Logiche aziendali, questioni personali, fatti non raccontati, episodi non saputi, nel condimento agrodolce che cuoce i signori del fenomeno calcistico in un arrivederci che non fa mistero di un saluto con la delusione legata al dito.

 

Del Piero, con le sue recenti dichiarazioni, ha lasciato trasparire non poca delusione per come si è dovuto salutare con la sua squadra storica, in fondo, l’unica di sempre. Mestiere assai raro oggi, quello del campione affezionato, con le turbe e le nevrosi del capriccio pure a suo carico, per carità, ma del campione, al quale se non è tutto concesso, almeno andrebbe accordato il favore dell’attesa, il privilegio della scelta, il gradevole imbarazzo dell’opportunità.

 

Senza andare troppo lontano, altri capitani gloriosi oggi non ricoprono incarichi societari, non fanno gli allenatori, non siedono sulle poltrone della federazione. Invece tanti figuranti del passato compaiono improvvisi e improvvidi sulla ribalta delle leve di gestione. Impettiti e ingessati in uno stile ritirato in lavanderia, sembrano figuri da stanza dei bottoni, freddi e compassati, ben sistemati nella loro funzione.
E allora ti spieghi come a volte il calcio si ostini a somigliare alle cose più serie della vita, favorendo gli spiriti mediocri dei burocrati dell’esistenza e spingendo fuori dai suoi confini le anime gioiose e ribelli del campione a tutto giro. Se non altro, di quello che è riuscito a mantenere a livello sindacale la linea della dignità, in un ambiente dove più niente sembra votato alla serietà.

 

Da dove proviene, questa specie di rigetto di sensibilità, soprattutto da parte di certe società che si vantano di una storia secolare, votata a una artificiosa signorilità spinta quasi a una patetica auto celebrazione lustrale.
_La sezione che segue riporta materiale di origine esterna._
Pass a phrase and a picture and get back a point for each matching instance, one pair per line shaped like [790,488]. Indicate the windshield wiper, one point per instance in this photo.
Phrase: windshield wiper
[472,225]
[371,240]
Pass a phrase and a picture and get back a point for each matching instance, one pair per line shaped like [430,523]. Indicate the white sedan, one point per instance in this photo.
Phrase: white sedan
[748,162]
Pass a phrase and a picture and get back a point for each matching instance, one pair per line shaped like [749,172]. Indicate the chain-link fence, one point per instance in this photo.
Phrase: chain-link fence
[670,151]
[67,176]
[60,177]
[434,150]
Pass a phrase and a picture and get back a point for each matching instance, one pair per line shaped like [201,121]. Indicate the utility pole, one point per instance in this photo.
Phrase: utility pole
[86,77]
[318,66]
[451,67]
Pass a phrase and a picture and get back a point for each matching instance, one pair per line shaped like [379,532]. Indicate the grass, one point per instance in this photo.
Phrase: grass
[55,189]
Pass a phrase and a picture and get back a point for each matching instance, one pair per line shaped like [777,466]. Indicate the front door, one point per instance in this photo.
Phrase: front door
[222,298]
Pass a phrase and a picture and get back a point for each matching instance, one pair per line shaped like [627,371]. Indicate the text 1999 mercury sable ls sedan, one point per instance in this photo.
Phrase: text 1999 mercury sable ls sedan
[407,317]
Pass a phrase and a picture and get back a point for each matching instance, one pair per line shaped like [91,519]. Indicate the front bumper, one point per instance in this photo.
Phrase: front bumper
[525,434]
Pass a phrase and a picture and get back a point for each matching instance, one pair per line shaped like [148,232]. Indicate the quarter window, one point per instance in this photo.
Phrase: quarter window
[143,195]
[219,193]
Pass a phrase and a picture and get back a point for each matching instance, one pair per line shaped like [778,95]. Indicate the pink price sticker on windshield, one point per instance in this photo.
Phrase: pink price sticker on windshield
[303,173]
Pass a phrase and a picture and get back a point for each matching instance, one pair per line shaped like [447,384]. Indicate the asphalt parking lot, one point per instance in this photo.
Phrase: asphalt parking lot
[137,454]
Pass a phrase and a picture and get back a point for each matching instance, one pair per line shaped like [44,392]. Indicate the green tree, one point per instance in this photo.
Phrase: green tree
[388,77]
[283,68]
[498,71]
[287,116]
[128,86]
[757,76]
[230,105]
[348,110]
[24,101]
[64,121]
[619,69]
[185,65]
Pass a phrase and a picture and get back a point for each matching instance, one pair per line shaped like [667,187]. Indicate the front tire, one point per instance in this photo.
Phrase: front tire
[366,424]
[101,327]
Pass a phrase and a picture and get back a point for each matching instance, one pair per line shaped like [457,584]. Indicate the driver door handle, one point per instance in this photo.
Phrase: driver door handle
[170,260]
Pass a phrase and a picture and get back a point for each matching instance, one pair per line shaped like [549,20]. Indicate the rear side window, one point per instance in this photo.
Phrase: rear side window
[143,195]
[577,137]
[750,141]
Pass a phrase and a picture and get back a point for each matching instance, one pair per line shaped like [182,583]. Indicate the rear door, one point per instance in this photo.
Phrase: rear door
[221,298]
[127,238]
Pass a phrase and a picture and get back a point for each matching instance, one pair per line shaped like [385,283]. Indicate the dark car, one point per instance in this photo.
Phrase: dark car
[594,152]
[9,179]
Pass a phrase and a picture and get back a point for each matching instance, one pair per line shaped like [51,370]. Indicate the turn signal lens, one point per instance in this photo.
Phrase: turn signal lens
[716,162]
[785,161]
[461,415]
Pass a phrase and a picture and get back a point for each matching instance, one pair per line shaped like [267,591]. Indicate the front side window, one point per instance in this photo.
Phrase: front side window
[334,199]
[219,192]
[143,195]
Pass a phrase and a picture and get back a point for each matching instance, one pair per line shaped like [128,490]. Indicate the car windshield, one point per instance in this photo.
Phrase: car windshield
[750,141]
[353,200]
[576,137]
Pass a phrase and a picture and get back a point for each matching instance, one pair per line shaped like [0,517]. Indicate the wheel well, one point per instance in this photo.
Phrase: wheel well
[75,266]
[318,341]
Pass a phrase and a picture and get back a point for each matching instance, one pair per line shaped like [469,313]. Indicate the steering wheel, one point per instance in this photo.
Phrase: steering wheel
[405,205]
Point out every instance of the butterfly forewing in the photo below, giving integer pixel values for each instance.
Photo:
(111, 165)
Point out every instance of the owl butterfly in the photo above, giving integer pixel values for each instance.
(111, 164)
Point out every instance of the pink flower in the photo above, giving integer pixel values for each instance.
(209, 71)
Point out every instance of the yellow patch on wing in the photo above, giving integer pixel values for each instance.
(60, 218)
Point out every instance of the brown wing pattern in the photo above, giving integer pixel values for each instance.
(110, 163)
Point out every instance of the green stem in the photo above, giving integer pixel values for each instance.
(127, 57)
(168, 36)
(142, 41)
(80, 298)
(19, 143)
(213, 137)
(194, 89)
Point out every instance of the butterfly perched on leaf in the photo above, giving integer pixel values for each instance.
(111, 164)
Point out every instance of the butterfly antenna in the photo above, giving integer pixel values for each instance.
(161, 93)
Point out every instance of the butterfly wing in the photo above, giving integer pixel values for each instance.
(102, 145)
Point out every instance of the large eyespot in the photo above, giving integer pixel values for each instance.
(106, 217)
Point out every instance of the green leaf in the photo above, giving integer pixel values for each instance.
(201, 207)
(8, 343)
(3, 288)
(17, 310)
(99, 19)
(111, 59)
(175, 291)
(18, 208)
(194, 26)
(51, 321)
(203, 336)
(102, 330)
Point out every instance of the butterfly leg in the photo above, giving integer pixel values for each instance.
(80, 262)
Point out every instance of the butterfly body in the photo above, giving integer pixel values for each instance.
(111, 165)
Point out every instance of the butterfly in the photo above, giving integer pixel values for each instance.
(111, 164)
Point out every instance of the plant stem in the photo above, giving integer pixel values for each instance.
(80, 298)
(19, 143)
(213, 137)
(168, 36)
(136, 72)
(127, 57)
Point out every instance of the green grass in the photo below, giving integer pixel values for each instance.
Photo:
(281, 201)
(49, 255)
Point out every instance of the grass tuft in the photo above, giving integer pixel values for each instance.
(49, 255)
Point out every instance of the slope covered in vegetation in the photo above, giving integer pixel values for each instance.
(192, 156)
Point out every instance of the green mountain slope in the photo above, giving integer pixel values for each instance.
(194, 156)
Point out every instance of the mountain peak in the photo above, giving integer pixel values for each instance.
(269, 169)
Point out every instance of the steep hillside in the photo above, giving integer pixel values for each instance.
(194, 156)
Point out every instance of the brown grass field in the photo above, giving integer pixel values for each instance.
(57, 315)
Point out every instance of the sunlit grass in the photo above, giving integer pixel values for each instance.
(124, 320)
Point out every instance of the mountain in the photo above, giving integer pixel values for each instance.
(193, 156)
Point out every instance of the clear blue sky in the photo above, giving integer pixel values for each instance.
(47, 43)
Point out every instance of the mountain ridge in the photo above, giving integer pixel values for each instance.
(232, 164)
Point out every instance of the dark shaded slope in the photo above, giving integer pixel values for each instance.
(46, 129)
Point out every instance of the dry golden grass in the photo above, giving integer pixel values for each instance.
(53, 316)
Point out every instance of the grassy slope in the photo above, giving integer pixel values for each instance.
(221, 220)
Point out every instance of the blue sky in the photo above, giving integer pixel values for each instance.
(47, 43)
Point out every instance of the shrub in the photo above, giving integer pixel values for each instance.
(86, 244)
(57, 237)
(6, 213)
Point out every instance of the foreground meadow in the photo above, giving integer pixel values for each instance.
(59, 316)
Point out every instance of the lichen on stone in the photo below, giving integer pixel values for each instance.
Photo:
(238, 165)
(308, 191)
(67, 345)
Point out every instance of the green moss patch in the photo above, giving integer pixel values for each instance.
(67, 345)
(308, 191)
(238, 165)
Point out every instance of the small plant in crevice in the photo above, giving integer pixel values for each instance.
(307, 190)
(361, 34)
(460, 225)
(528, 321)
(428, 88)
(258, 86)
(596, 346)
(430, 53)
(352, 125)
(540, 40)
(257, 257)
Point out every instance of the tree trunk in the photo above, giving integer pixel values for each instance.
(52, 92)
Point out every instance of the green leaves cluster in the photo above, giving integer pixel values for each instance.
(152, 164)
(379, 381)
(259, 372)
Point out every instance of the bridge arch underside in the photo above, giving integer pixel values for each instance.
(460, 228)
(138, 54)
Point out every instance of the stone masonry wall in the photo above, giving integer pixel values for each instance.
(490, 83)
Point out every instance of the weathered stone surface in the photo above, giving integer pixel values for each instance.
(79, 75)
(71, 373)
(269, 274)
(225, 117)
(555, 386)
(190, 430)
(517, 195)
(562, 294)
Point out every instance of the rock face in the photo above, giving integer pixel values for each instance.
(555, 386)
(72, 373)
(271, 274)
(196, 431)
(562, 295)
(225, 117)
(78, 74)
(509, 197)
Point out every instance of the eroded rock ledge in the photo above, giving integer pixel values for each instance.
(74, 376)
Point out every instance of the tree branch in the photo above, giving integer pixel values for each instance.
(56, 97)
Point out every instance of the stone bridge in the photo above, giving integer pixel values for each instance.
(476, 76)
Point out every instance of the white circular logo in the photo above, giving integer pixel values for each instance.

E poi, come per incanto, l’affida a giovanotti coetanei dei campioni che l’hanno fatta grande, che con la stessa posa asettica di un amministratore delegato applicano in maniera discutibile la "legge dell’uguale per tutti". Stanno là solo per appartenenza dinastica, ma per nessun merito, a deliberare, sia pur in maniera latente, sulla sensibilità e la storia del campione.

 

Magari non sarebbe un cattivo esperimento giocare a escludere pure loro, chissà, mandandoli in Australia, con l’unica differenza che non si saprebbe cosa potrebbero andare a fare. Di certo non a incantare la folla. Quello, è un mestiere per il campione, carica naturale invisa alle dinastie.